Exploring better planning controls is a great option that could encourage more building in our cities and get more people into affordable housing, which can only be good news for the economy.
Why lower rates aren’t working
It is becoming increasingly clear that monetary policy is no longer working as effectively as it once did. The official cash rate is currently sitting at 0.75% and interest rates have never been lower.
Yet right now, interest rate cuts are forcing up property prices in expensive suburbs, benefitting very few people except those who own expensive homes.
While we tend to celebrate strong price growth in the industry and in the media, the reality is that there are very few winners when prices surge 70%, as they did in Sydney during the last housing boom.
It is also very hard to get social housing constructed in cities that cannot even accommodate people on average incomes.
Why cities need to relax planning laws
Every Australian city that has an affordability problem, has a housing supply problem.
Fixing the supply of housing for renters at all income levels will not only make housing more affordable, it will also help the economy.Why millions of Aussies think they’ll rent forever
Reforming planning controls to get enough housing in the suburbs where people want to live is the key to making housing more affordable.
Build-to rent projects
We’ve seen a massive pull-back in investor finance and we’re not seeing as many offshore investors in the market which means that over the next few years, there will be fewer rental properties.
So we do need to consider how we’re going to provide enough rental properties for those who won’t end up buying a property.
A lot of Australians are interested in build-to-rent projects, but it’s hard to make the figures stack up without some kind of incentive.
If local or planning authorities gave these projects preferential status, it would help more build-to-rent projects begin.
There would also be a clear social benefit as build-to-rent projects often provide a higher proportion of social housing which would also assist renters on low incomes.
Height restrictions and subdivisions
Planning authorities should also look at increasing height controls to create high-rise developments in areas where there is a great demand for rental properties.
High-rise apartment building is needed in areas where renters want to live. Picture: Getty
We do need to look at densification in our inner-city areas and one way to increase that is to build more multi-level apartment buildings.
I know in some areas of cities like Melbourne, local residents have objected to multi-level buildings, but planners need to get better at correctly identifying which key suburbs actually need this kind of development. This would prevent buildings being created in areas where there is little or no demand.
Planners also need to allow for more blocks to be subdivided and townhouses or smaller homes built on smaller blocks in inner-city areas.

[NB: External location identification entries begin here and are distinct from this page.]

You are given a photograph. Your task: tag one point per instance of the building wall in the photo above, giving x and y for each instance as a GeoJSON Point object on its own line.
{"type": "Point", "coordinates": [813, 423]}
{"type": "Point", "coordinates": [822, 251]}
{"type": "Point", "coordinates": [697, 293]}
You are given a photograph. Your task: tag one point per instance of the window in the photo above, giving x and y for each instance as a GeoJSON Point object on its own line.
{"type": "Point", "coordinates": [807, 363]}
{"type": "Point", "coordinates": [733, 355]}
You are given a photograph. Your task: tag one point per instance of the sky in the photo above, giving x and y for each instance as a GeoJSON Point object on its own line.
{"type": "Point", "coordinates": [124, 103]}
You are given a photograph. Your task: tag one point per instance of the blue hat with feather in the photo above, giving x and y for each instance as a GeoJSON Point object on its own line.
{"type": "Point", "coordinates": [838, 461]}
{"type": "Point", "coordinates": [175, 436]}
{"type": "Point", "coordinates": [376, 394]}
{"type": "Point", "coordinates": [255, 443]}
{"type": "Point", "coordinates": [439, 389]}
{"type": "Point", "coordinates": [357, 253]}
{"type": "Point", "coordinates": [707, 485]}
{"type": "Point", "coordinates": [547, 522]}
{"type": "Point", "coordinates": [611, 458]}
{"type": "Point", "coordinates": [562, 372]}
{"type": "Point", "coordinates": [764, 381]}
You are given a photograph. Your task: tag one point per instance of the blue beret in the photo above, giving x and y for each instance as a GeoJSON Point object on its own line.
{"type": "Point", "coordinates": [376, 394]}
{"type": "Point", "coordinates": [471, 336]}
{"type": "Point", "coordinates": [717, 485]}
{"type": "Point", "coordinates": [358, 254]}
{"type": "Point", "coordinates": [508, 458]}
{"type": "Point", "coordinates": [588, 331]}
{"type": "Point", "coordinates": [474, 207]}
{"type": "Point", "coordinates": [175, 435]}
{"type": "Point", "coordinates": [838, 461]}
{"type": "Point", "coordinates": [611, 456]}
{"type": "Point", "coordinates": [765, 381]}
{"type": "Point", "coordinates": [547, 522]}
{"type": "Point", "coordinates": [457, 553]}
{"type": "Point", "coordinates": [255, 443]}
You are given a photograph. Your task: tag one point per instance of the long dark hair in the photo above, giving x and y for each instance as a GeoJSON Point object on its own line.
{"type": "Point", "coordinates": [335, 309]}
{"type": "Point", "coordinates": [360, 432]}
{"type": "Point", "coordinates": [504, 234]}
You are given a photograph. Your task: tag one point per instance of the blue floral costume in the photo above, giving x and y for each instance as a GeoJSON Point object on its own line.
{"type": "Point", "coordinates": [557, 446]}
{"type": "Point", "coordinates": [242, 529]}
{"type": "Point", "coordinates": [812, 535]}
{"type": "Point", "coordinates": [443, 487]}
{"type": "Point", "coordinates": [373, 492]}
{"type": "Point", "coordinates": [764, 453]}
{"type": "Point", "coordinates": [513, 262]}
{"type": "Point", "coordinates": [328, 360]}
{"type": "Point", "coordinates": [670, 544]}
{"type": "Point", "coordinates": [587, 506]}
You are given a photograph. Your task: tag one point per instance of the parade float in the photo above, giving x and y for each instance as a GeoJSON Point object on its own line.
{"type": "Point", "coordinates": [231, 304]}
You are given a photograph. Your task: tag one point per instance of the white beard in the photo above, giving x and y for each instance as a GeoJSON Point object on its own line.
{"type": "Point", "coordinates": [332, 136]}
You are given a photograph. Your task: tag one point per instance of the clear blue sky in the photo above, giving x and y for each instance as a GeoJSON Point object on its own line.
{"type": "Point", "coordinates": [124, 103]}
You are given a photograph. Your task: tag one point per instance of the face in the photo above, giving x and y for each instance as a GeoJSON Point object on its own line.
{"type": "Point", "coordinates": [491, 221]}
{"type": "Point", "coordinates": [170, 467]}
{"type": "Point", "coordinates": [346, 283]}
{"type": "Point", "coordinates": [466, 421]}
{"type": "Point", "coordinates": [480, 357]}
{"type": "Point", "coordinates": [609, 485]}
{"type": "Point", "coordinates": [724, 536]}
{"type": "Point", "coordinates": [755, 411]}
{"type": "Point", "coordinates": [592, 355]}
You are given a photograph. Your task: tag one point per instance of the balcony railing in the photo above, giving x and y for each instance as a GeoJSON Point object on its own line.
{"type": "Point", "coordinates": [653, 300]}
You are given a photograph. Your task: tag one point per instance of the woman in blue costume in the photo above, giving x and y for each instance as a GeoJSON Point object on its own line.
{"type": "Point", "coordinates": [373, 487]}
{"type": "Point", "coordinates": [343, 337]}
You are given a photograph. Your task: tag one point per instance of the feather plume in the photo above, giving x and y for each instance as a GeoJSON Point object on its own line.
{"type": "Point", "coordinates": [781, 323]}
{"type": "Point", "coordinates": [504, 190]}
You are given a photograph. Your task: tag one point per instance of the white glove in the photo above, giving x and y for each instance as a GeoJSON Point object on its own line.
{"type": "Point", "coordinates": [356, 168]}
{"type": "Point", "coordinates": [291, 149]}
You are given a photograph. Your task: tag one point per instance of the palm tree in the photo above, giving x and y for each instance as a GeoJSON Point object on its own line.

For many first home buyers, a townhouse in a highly desirable area is an affordable entry into the property market and it should be an option in more areas.
Encouraging multiple homes on a single block helps prevent urban sprawl.

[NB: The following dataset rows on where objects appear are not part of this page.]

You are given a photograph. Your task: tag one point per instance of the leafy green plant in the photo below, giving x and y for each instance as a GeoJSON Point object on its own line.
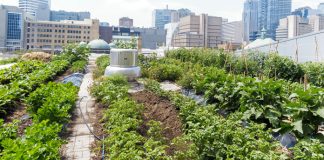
{"type": "Point", "coordinates": [102, 62]}
{"type": "Point", "coordinates": [19, 71]}
{"type": "Point", "coordinates": [8, 131]}
{"type": "Point", "coordinates": [110, 89]}
{"type": "Point", "coordinates": [79, 66]}
{"type": "Point", "coordinates": [53, 102]}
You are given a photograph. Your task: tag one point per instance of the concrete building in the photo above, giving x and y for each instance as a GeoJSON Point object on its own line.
{"type": "Point", "coordinates": [161, 17]}
{"type": "Point", "coordinates": [171, 31]}
{"type": "Point", "coordinates": [250, 20]}
{"type": "Point", "coordinates": [232, 32]}
{"type": "Point", "coordinates": [152, 38]}
{"type": "Point", "coordinates": [51, 36]}
{"type": "Point", "coordinates": [40, 9]}
{"type": "Point", "coordinates": [126, 22]}
{"type": "Point", "coordinates": [11, 28]}
{"type": "Point", "coordinates": [64, 15]}
{"type": "Point", "coordinates": [180, 13]}
{"type": "Point", "coordinates": [199, 31]}
{"type": "Point", "coordinates": [105, 33]}
{"type": "Point", "coordinates": [277, 9]}
{"type": "Point", "coordinates": [304, 12]}
{"type": "Point", "coordinates": [317, 22]}
{"type": "Point", "coordinates": [320, 8]}
{"type": "Point", "coordinates": [293, 26]}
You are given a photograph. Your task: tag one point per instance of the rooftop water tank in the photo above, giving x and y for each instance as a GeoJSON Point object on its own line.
{"type": "Point", "coordinates": [124, 62]}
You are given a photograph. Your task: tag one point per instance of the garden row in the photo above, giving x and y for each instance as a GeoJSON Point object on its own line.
{"type": "Point", "coordinates": [281, 105]}
{"type": "Point", "coordinates": [22, 84]}
{"type": "Point", "coordinates": [19, 71]}
{"type": "Point", "coordinates": [212, 136]}
{"type": "Point", "coordinates": [254, 64]}
{"type": "Point", "coordinates": [122, 122]}
{"type": "Point", "coordinates": [50, 107]}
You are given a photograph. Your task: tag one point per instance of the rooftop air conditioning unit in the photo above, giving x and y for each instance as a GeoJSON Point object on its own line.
{"type": "Point", "coordinates": [123, 62]}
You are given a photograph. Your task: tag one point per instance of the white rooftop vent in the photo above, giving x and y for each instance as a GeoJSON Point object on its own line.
{"type": "Point", "coordinates": [124, 62]}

Urban sprawl and better infrastructure
Better schools, public transport and road links in areas where people want to live is also really important.
Often when local residents push back against a development, it’s because they are worried a sudden influx will affect the liveability in their area.
Better transport links are vital when it comes to planning in areas where most people want to live. Picture: Getty Images
To prevent a seemingly never-ending urban sprawl state and federal authorities need to invest in better transit links as well as more schools and local medical facilities in these areas.
If you can make the social infrastructure of these areas better for everyone, residents wouldn’t object as much to new developments.
While I do think our cities will continue to spread out in the years ahead, we do need to look at how residents in these outer areas are going to get to work or study and how that might affect other developments at the edge of our cities.